家にある本の数。

 子どもの学力は何によって決まるのかということはさまざまな角度で検証されていますが、遺伝や環境の影響など多くの分析がありますが、その中ではっきりとプラスの影響があると分かった興味深いことがあるとのこと。それは何かというと、「家にある本の数」だそうです。これは、勝間さんの書籍本文からの抜粋ですが、非常にいいところをチョイス・フォーカスされるものである。

 これも、ただ「家に本がたくさんある」ということだけで、親が子に読ませている、ということではないらしい。最も重要なポイントは本の存在だと。つまり、家にある本の数が多いと、子どもの学力が高いらしい、ということが分かったそうです。
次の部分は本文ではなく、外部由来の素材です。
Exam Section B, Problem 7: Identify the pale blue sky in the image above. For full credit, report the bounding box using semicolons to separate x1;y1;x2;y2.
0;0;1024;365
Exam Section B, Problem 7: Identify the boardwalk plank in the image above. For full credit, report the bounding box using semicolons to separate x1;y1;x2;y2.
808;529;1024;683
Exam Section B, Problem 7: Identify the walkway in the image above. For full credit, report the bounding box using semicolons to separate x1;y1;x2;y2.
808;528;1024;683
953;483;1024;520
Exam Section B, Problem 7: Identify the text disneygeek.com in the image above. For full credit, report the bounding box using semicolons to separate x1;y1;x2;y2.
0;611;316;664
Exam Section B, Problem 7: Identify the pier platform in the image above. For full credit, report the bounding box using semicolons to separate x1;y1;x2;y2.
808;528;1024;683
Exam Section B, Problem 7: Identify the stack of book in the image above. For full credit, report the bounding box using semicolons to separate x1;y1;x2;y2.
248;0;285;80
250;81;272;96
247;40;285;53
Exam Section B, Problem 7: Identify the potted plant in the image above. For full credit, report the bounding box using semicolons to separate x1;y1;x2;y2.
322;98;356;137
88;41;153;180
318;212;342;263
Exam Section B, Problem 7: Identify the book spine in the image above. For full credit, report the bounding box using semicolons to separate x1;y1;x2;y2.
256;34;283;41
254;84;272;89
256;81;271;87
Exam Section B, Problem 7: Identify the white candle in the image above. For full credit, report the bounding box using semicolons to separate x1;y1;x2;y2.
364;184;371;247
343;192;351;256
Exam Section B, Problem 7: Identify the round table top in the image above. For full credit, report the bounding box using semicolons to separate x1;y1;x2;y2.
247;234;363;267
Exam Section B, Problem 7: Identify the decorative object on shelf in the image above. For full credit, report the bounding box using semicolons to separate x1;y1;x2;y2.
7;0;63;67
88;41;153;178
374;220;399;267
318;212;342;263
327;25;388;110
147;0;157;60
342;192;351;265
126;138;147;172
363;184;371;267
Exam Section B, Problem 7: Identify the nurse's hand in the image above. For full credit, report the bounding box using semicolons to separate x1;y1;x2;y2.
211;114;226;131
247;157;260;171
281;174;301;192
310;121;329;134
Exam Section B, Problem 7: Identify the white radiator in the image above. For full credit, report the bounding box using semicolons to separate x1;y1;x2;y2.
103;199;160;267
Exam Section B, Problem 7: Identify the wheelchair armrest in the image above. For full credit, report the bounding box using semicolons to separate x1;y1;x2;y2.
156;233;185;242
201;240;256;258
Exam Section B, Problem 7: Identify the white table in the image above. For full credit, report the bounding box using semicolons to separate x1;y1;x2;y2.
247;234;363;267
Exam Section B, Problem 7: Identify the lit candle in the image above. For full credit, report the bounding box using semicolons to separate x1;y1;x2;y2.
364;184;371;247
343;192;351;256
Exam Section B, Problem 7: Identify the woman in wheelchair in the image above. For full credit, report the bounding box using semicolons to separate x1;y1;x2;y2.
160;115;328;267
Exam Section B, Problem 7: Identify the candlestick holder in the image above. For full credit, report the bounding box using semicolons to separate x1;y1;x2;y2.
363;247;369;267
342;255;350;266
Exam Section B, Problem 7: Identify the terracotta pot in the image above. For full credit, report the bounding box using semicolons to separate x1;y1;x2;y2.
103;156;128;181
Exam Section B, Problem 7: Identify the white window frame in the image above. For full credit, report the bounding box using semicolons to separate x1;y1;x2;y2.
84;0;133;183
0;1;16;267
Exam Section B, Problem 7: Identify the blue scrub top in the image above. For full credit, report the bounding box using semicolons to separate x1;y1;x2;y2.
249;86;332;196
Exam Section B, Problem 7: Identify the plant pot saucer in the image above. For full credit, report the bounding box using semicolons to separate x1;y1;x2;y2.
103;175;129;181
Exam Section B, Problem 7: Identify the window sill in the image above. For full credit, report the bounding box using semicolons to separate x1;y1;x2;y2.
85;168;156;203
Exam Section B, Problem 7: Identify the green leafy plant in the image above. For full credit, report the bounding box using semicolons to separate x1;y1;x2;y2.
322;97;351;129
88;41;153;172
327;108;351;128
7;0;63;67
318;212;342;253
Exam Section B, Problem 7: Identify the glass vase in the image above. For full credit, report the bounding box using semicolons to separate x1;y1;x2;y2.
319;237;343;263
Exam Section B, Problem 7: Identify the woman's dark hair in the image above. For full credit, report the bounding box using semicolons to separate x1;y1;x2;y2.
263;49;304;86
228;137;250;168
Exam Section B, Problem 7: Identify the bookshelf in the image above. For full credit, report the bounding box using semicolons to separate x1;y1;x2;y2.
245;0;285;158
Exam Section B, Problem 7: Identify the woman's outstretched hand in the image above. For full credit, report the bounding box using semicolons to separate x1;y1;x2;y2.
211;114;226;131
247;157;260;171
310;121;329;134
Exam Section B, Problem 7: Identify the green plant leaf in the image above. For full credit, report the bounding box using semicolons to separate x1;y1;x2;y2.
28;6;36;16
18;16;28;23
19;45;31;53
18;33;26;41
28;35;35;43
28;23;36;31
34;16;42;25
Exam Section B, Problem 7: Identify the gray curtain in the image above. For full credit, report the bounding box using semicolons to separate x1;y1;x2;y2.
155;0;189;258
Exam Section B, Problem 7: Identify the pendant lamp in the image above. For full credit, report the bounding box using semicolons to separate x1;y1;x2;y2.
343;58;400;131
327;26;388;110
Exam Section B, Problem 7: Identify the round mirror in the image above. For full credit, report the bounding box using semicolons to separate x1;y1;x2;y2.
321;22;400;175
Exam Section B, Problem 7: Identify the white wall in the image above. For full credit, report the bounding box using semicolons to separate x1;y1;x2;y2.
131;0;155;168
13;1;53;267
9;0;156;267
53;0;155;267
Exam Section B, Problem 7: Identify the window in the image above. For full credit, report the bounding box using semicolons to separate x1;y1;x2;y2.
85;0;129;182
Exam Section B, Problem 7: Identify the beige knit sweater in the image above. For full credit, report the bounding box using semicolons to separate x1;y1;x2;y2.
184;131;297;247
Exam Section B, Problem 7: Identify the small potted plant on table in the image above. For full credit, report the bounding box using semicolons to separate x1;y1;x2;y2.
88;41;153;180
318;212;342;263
「家にある本の数」というのは、親の知力や資力、知的興味などを示すものである可能性はありますが、必ずしも本の数が多いということだけでその親が必ず「賢い」わけではないですし、ましてそれだけで学力が養えるとイコールではない。しかし、本があることで、子どもの知的好奇心が広がるという相関関係があるのかもしれないということをこの統計は示唆しているということ。実際に統計的には家にある本の数が子どもの学力の代理変数になっているという文脈でした。

 これにはちょっとドキリですね。昨今の「ゆとり教育」だか「脱・ゆとり教育」だか知らないが、「教育」を行政や教育の現場の人達は弄び過ぎなのかもしれないぞ。そもそも、「教育」の定義が歪んでいるから、地頭の弱い社会人が増え、経済が歪むのかもしれない。まぁ、歴史から人は学ばないので、体系的に統計的に相対的に正解に導くことも重要ですが、直観的にミクロに絶対的なリテラシーも当然必要ですよというひとつの指標にはなるような気がします。たぶん、これらのリアリティーは電子書籍だけでは絶対的に何かが足りないんだろうなぁ~。教育の最少単位は家庭なんですね。これは責任重大です。